The answer: Not necessarily! There are actually several instances where a single-page site can serve you well. See the following examples:
Sites Which Work Well with a Single-Page Format
If, like most webdesigners, you choose to host your own portfolio page on your website, a single-page site should do well for you, since all you need for a portfolio page is your contact info, examples of your work, etc. And with a little careful page design, you can have a single-page portfolio where the user doesn’t even have to scroll much–thus, interested users don’t even have to click to see all they need.
App or Service Page
If you’ve made an app or are providing an Internet service, most times you won’t need a heavily-involved website. A small write-up (with screencaps) of what your app/service does, support/contact information, and links to download any necessary software, and you’re pretty much done. (Just make sure your single-page site is mobile-friendly if it’s for an app!)
Unless you just want a full-on site about yourself, your personal site can be more like a quick window into your life–your latest tweets, last listened tracks, and a small bio, for instance, or whatever you’d like for visitors to know about you. A single-page personal site can be tidy and still informative.
Small, Extremely Focused Fansite/Fanlisting
If you’ve made or want to make a small fansite or a fanlisting, the single-page format can work REALLY well. Think about it this way–it’s less pages to code and less for your users to click through. (This works best if your fansite/fanlisting has 10 or less pages of content.)
Sites Which Should NOT Be Made into Single-Page Format
Large, Intensive Fansites
If you have a HUGE fansite or topic site, a single-page format is definitely not the best idea. With a large site, you want to make sure your content is well-organized, which often means breaking it up into separate pages. That way, users can go right to what they want with a single click, rather than making them scroll for days.
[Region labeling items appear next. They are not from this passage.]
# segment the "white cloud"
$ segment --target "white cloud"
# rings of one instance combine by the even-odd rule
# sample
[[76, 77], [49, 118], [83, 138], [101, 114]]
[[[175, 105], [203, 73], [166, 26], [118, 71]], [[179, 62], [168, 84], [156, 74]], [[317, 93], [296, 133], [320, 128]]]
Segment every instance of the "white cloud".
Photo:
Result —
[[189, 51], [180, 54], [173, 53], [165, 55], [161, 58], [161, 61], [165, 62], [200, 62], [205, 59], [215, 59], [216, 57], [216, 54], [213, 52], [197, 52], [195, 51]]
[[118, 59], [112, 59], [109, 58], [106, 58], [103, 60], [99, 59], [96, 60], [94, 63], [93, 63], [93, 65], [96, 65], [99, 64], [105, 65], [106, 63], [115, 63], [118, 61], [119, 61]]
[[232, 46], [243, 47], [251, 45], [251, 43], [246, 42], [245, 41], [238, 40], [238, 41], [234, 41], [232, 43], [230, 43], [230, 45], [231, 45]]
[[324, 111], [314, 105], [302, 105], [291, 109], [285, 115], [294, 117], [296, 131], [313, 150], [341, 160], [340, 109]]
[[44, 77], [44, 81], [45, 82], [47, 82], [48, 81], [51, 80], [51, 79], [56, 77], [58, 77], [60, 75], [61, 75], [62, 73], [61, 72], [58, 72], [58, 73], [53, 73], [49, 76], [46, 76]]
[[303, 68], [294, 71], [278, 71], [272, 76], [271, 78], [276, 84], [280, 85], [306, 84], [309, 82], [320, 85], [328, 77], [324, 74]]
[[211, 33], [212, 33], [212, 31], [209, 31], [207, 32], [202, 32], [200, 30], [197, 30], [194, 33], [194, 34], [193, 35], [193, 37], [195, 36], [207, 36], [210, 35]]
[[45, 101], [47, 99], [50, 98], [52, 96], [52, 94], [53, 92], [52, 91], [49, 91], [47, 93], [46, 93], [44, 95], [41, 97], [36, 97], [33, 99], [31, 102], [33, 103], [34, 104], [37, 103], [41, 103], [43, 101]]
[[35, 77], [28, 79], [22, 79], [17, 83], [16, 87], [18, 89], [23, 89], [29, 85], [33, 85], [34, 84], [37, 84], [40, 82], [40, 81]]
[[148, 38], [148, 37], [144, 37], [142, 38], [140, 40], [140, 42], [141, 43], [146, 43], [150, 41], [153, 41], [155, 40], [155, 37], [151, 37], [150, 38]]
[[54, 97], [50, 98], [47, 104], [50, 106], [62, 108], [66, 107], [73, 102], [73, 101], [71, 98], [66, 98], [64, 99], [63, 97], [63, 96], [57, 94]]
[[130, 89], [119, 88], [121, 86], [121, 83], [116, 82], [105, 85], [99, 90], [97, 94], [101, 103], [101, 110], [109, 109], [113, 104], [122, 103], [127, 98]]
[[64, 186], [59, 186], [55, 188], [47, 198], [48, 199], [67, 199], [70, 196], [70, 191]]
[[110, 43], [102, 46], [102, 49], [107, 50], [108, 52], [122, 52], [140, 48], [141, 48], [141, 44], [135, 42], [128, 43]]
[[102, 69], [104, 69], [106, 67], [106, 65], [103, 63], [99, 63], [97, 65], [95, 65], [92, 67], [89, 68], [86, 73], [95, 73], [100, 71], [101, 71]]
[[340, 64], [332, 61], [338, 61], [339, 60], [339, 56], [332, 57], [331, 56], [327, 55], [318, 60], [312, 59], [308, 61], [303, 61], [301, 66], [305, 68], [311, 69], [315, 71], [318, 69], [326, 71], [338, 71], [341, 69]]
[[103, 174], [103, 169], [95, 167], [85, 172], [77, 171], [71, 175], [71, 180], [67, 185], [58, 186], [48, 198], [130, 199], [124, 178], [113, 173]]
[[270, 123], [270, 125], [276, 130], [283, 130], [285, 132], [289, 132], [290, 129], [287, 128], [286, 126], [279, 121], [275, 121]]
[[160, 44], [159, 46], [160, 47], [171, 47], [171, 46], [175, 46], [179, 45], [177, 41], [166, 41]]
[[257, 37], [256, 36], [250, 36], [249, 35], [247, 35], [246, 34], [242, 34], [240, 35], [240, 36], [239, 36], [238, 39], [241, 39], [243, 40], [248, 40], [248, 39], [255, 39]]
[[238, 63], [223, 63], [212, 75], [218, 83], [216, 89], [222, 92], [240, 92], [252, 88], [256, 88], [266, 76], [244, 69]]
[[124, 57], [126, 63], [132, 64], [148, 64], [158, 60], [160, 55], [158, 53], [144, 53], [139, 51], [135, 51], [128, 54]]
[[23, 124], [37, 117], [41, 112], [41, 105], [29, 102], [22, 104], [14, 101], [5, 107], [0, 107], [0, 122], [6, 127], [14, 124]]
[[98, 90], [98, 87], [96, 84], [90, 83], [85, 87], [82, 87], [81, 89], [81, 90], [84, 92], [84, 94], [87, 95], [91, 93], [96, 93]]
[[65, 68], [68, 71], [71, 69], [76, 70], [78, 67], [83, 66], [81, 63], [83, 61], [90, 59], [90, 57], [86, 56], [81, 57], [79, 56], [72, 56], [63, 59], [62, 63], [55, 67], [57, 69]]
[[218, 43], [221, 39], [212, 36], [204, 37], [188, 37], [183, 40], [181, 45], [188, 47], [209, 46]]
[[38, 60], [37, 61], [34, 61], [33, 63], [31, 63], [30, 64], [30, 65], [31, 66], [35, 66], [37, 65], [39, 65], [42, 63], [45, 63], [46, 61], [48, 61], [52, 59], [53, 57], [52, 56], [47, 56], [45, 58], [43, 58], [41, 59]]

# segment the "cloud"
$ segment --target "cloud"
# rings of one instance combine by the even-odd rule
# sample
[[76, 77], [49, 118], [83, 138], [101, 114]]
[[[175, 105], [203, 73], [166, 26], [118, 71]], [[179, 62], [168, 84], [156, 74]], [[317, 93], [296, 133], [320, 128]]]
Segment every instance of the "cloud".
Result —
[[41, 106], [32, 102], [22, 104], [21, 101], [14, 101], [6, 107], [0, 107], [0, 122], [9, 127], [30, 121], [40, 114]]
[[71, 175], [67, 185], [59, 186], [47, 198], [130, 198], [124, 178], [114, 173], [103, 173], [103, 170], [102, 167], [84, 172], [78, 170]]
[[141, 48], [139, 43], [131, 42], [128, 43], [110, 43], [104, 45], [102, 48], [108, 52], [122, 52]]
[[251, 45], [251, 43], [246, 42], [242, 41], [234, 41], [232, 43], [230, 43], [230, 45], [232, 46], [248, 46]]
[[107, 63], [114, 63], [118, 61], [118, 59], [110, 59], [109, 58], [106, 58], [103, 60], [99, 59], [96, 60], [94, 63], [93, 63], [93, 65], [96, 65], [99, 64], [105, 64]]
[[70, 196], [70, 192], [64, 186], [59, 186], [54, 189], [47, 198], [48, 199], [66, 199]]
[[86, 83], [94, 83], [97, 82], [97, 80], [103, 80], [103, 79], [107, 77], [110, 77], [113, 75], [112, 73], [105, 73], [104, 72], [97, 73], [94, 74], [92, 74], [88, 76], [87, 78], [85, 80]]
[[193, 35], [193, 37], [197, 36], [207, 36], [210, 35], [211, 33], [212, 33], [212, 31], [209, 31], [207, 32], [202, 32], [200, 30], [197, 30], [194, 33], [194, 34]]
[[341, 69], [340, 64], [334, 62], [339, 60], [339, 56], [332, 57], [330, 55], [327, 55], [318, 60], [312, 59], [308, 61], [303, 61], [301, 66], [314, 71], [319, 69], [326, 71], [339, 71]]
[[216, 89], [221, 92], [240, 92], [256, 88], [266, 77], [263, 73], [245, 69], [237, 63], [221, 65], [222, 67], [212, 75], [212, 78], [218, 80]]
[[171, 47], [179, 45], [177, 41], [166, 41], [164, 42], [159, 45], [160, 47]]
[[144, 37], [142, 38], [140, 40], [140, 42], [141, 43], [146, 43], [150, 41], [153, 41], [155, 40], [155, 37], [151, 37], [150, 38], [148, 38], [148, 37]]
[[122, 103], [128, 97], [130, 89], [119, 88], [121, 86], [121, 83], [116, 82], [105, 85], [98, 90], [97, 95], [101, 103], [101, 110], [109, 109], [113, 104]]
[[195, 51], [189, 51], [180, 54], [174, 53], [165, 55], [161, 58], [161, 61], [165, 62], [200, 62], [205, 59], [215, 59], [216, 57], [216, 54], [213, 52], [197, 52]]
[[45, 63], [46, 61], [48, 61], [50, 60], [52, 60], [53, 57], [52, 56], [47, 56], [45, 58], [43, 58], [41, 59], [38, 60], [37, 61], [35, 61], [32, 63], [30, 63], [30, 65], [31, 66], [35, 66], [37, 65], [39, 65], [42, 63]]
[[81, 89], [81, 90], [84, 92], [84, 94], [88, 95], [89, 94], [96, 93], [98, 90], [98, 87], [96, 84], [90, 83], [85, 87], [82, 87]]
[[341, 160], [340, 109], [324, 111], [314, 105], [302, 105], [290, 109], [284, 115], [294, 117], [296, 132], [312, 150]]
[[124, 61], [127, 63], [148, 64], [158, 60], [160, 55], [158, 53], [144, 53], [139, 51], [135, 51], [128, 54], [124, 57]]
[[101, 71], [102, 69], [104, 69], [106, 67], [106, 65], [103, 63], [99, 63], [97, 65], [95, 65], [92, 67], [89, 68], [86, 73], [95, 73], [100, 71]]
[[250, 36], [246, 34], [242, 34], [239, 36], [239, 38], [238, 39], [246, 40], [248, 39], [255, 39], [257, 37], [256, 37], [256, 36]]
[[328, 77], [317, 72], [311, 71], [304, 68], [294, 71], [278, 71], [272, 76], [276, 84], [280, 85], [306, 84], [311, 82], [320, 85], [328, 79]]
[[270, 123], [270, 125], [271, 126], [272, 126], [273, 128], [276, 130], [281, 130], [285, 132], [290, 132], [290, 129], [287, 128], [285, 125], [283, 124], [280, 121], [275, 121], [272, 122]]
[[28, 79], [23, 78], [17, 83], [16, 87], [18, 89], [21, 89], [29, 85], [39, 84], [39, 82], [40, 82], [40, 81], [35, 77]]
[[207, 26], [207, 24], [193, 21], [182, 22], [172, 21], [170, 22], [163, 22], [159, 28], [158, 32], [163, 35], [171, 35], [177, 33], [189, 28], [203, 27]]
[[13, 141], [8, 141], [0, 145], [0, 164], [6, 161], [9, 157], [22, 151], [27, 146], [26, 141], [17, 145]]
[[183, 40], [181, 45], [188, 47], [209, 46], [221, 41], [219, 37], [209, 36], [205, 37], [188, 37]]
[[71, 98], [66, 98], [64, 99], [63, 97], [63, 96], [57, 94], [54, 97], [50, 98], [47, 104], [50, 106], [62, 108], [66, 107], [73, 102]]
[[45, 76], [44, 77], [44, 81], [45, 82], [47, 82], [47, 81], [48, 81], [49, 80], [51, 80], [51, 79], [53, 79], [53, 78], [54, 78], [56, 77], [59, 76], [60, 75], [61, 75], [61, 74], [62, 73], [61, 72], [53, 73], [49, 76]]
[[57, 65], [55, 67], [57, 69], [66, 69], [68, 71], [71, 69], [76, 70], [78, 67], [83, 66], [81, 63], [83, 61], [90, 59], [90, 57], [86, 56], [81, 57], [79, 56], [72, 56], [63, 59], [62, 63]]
Sites with a Lot of Topics
If your site has a slew of topics (like this blog, for instance), a multi-page website is better, both for content organization (as explained above) and linkage purposes. For instance, if someone is only interested in my Saturday with the Spark posts, he or she can simply bookmark my “Spark” tag page, rather than having to scroll through a ton of other posts to find the one or two desired-topic posts and read them.
Single-page sites can simplify your webdesign workload greatly. If you’ve already got a small site, give this kind of site organization/layout a try!